From the author of the brilliant, physics-inspired sci-fi-ish novel The End of Mr Y comes Our Tragic Universe. Looking at it one way, not a lot happens in this book. But if you look at it at a certain angle a whole mess of ideas (some unfinished and others half-realised) come spilling out. The protagonist, Meg, is struggling to write her ‘proper’ novel – instead distracted by the formulaic genre novels she churns out to pay for her rather meagre existence, which amounts to a damp flat in Devon with her unemployed (and quite frankly rather whingy) boyfriend Christopher and her dog B (who is very intelligent) and a cast of brilliantly curious characters (including a mysterious Beast). Lit up in lights, screaming at her for attention is the uncomfortable (but pleasurable) truth about the kiss Meg shared with the handsome, older, curator of the local museum (and how she mostly wishes it would happen again). Thomas leads us down one-way streets, to dead ends, leaves one three-page, involved philosophical musing to head off down another.

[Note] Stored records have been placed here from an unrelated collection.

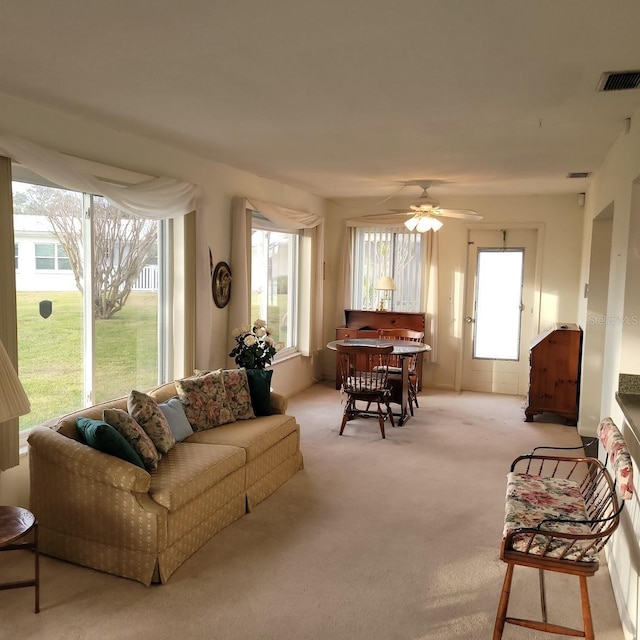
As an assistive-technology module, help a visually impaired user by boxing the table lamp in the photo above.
[0,342,31,423]
[374,276,396,311]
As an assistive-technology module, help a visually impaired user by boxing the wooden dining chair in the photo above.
[337,344,395,438]
[378,328,424,415]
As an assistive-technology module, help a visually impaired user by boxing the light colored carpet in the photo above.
[0,384,623,640]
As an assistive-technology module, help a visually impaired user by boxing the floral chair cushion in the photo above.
[503,472,598,562]
[127,389,176,454]
[176,371,236,431]
[343,371,387,393]
[102,409,161,471]
[598,418,633,500]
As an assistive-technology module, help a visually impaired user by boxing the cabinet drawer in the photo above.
[336,329,362,340]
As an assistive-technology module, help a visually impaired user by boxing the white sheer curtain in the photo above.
[0,157,20,471]
[229,197,324,356]
[0,134,201,220]
[336,213,438,362]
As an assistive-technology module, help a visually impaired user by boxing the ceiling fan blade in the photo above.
[431,209,484,220]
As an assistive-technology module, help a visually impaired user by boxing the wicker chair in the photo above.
[493,418,633,640]
[337,344,395,438]
[378,329,424,415]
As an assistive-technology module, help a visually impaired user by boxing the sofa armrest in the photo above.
[271,391,289,413]
[27,427,151,493]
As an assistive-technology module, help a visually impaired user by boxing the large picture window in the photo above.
[251,212,299,357]
[13,181,166,429]
[351,227,426,311]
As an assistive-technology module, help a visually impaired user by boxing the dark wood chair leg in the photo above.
[340,398,353,435]
[378,401,387,439]
[578,576,596,640]
[493,563,514,640]
[33,522,40,613]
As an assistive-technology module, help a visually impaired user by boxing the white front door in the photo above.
[462,229,537,395]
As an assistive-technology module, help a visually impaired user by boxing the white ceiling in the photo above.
[0,0,640,197]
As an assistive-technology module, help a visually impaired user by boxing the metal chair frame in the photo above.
[493,447,624,640]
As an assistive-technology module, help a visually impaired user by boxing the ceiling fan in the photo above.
[394,180,483,233]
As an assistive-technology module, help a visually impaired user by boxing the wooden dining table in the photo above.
[327,338,431,427]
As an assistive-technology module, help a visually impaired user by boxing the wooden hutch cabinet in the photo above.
[525,323,582,425]
[336,309,425,390]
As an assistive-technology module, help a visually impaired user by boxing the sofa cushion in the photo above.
[176,371,235,431]
[158,396,193,442]
[103,409,160,471]
[76,418,144,469]
[127,389,176,454]
[247,369,273,416]
[185,414,298,462]
[149,442,246,511]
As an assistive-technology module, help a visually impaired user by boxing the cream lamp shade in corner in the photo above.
[374,276,396,311]
[375,276,396,291]
[0,342,31,423]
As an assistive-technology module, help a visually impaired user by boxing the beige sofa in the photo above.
[28,382,303,585]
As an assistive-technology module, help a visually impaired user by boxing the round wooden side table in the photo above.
[0,506,40,613]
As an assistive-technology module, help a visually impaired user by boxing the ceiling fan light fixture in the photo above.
[404,215,420,231]
[404,212,442,233]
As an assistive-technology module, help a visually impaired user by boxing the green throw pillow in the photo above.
[247,369,273,416]
[76,418,144,469]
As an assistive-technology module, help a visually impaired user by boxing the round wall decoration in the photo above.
[211,262,231,309]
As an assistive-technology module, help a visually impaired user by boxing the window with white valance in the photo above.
[229,197,324,361]
[338,214,438,362]
[0,134,201,470]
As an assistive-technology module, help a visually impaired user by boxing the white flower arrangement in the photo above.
[229,318,276,369]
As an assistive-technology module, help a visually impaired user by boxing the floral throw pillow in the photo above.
[127,389,176,453]
[222,369,256,420]
[176,371,236,431]
[102,409,160,471]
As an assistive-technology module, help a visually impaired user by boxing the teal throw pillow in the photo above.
[158,396,193,442]
[76,418,144,469]
[247,369,273,416]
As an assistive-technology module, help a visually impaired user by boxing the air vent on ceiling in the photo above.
[598,71,640,91]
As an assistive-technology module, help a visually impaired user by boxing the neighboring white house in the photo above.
[13,214,158,291]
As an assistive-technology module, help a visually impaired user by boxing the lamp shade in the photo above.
[0,342,31,422]
[375,276,396,291]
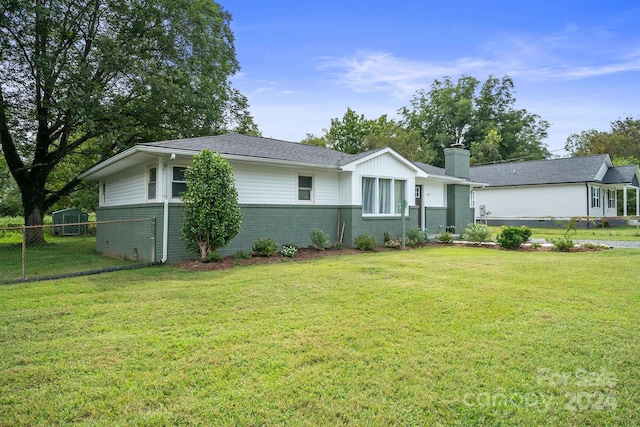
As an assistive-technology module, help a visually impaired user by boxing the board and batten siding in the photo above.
[475,184,587,219]
[100,166,147,206]
[231,162,340,205]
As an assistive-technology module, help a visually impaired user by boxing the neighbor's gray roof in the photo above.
[470,154,608,187]
[140,134,372,166]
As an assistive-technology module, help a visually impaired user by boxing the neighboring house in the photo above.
[470,154,640,226]
[81,134,473,262]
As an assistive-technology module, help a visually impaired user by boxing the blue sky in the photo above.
[224,0,640,155]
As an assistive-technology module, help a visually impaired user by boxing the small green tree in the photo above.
[180,149,242,260]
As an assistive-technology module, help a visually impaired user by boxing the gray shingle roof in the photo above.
[141,134,362,167]
[602,165,638,187]
[470,154,607,187]
[414,162,449,176]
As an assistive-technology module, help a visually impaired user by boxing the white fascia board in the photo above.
[79,145,339,179]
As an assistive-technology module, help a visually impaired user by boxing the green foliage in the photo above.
[496,225,531,249]
[181,150,242,260]
[354,234,378,251]
[0,0,258,224]
[399,76,549,166]
[233,249,251,261]
[202,251,222,263]
[251,238,278,257]
[462,224,491,243]
[436,231,454,245]
[280,244,298,258]
[309,228,331,251]
[384,239,402,249]
[551,237,574,252]
[406,227,428,247]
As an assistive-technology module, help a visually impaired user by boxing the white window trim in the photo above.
[145,165,160,202]
[591,187,600,208]
[360,175,410,218]
[168,165,189,200]
[296,173,317,205]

She explores the mechanics and methods of writing – the ‘storyless story’, the death of the author, metafiction – as well as philosophy, Zen Buddhism, poltergeists, magic, ships in bottles, fame and whether or not we’re actually all living in some kind of fictional Second World without ever knowing it.

What happens in Our Tragic Universe is what happens after Meg reads a book she thinks she’s supposed to review and it turns out hadn’t ever sent it to her to review in the first place.